On August 23rd 2023, India became the fourth country to make a successful soft lunar landing1, after the United States, the former Soviet Union, and China. In parallel, NASA is preparing its ARTEMIS missions to return to the moon and many other countries (Luxembourg and the United Arab Emirates among others) have also set their sights on moon missions.
Beyond this, several commercial companies are preparing missions to the Moon. Largely driven by the search for space resources, a new race into space exploration is underway and may increase its pace in the upcoming years with more countries becoming involved.
The geopolitical implications of this space race are multifaceted and will include challenges regarding coordinating space resource usage, international collaboration and competition, dual-use capabilities, the creation (intentional and unintentional) of space debris, and space security and stability concerns.
This latter issue has been increasingly discussed in international fora2. The increasing number of satellites and spacecrafts launched into orbit will create a higher number of space debris, increasing the potential for collisions. The company SpaceX has over 5000 of its satellites in orbit and Elon Musk has said that he “eventually wants to send up to 42000 satellites into space”3.

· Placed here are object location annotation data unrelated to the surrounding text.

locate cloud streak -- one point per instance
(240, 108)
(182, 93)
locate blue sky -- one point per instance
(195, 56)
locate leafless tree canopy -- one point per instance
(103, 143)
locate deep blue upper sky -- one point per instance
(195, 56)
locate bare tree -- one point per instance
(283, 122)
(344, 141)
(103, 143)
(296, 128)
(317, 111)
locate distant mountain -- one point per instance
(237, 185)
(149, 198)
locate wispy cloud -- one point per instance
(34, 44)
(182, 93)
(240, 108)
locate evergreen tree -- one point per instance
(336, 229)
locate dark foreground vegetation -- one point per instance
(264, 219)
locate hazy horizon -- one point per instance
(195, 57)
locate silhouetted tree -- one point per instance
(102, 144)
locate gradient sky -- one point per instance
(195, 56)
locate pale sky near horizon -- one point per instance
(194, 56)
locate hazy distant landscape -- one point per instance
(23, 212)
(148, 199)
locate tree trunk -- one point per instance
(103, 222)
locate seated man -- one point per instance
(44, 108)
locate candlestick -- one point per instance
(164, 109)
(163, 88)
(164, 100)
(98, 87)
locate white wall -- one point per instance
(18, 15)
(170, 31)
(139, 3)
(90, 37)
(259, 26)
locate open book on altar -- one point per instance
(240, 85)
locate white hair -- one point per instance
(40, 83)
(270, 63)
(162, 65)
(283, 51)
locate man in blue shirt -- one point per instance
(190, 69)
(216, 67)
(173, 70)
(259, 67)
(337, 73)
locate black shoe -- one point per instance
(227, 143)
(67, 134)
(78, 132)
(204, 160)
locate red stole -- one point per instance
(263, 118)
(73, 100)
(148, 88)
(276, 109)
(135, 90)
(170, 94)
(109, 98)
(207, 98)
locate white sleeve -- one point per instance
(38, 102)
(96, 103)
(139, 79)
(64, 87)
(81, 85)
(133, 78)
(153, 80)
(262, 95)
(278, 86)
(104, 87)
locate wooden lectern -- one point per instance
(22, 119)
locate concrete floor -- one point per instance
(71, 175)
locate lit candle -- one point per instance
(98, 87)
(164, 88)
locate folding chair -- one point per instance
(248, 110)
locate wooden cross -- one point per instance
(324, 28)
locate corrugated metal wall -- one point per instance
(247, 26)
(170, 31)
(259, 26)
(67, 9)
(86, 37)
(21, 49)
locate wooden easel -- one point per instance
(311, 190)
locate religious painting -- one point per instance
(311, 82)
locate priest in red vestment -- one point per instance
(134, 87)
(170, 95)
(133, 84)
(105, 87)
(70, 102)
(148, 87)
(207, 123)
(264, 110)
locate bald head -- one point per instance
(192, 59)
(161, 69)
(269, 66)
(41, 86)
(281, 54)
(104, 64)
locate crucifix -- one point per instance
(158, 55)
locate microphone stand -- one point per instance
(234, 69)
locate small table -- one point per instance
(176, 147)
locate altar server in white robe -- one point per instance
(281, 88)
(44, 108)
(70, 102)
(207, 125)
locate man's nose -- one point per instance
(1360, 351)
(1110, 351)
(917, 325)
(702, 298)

Countries will need to collaborate on space traffic management to ensure a sustainable use of space. While certain recommendations and guidelines exist, which some countries already adopt and enforce, there is a need to do more. The international space treaties from the 1960s and 1970s setting the key principles for the use of space are the basic framework of international space law. However, the application of these treaties is challenged by the evolving use of and actions in space activities. Achieving agreement on what is responsible and irresponsible behaviour in orbit and on the Moon is very complicated and requires prioritization by political leaders.
The Secure World Foundation is working with governments, industry, international organisations, and civil society to develop and promote cooperative and collaborative solutions for sustainable and peaceful use of space, benefitting Earth and all its people.

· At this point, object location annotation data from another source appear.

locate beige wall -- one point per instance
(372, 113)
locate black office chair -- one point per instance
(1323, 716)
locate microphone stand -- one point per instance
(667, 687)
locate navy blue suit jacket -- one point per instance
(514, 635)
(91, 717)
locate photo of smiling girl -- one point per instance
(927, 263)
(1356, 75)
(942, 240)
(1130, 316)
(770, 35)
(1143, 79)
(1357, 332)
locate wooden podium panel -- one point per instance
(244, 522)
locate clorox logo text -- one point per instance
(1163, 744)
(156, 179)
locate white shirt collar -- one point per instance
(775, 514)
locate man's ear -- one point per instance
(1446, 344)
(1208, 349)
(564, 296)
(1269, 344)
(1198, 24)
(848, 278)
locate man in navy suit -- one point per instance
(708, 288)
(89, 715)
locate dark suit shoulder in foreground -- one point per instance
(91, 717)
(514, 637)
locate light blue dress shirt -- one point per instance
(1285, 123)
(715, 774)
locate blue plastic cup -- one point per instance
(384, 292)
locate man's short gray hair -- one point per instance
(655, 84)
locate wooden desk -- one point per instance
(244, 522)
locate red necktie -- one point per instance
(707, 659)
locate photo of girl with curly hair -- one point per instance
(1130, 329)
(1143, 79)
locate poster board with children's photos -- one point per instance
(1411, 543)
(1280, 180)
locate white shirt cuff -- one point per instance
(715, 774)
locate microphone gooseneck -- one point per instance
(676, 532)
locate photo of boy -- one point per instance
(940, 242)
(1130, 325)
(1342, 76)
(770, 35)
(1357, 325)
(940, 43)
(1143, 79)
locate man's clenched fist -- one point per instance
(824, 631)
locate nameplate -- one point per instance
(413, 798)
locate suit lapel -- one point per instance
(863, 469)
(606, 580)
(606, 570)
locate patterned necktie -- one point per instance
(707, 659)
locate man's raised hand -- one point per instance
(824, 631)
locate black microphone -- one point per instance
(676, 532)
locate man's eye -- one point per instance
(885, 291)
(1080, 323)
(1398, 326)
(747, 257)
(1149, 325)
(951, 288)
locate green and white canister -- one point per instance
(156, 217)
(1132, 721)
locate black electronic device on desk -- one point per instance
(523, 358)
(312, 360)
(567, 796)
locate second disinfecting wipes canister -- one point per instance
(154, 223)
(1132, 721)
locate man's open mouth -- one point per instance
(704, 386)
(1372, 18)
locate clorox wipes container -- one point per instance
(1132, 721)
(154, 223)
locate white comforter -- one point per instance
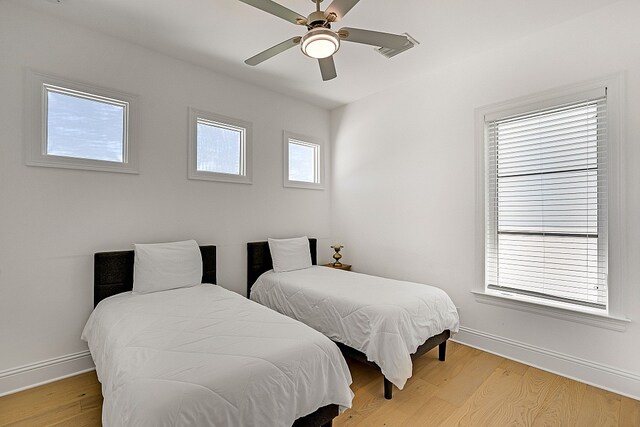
(383, 318)
(205, 356)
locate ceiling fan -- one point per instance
(320, 41)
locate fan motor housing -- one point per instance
(317, 19)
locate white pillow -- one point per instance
(290, 254)
(162, 266)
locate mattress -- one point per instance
(385, 319)
(207, 356)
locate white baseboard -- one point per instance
(592, 373)
(46, 371)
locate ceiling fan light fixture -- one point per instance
(320, 43)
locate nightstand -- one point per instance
(345, 267)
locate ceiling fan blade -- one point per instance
(273, 51)
(340, 8)
(327, 68)
(277, 10)
(374, 38)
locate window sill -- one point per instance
(523, 303)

Join us online for the first EOcafe of the Autumn Season!
Victoria Samson (Washington Office Director of the Secure World Foundation) will discuss all these geo-strategic implications with our host Geoff Sawyer (EARSC Strategic Advisor and former Secretary General).
Topics that could be addressed during this EOcafe include the following:
- To what extent does India’s recent landing on the moon represent the start of a new space race?
- Historically, space has been a key area for cooperation between nations. Given the race to the moon and beyond, has this changed?
- Does the involvement of the commercial sector impact the way nations could work together?
- What are the geostrategic implications of this new era in space exploration?
- How much are space capabilities driven by conflict between nations?
- Can the international space law (treaties) provide a response to the upcoming challenges?
- Are the existing frameworks adequate to tackle the issue of secure access to space?
Registration: The webinar is open to all. Registration is free but compulsory.
Please note this is a virtual event!
EOcafe is part of a series of EARSC meetings that offer timely, relevant, and practical information on a broad variety of topics related to the EO sector. Join us every two weeks to discuss and network while enjoying a cup of coffee with friends.
- The use of a video camera is not mandatory but is encouraged to facilitate better interaction between the attendees and the guest speaker(s).
- The EOcafe will stay open after 17:00 in case our guests want to continue the discussion.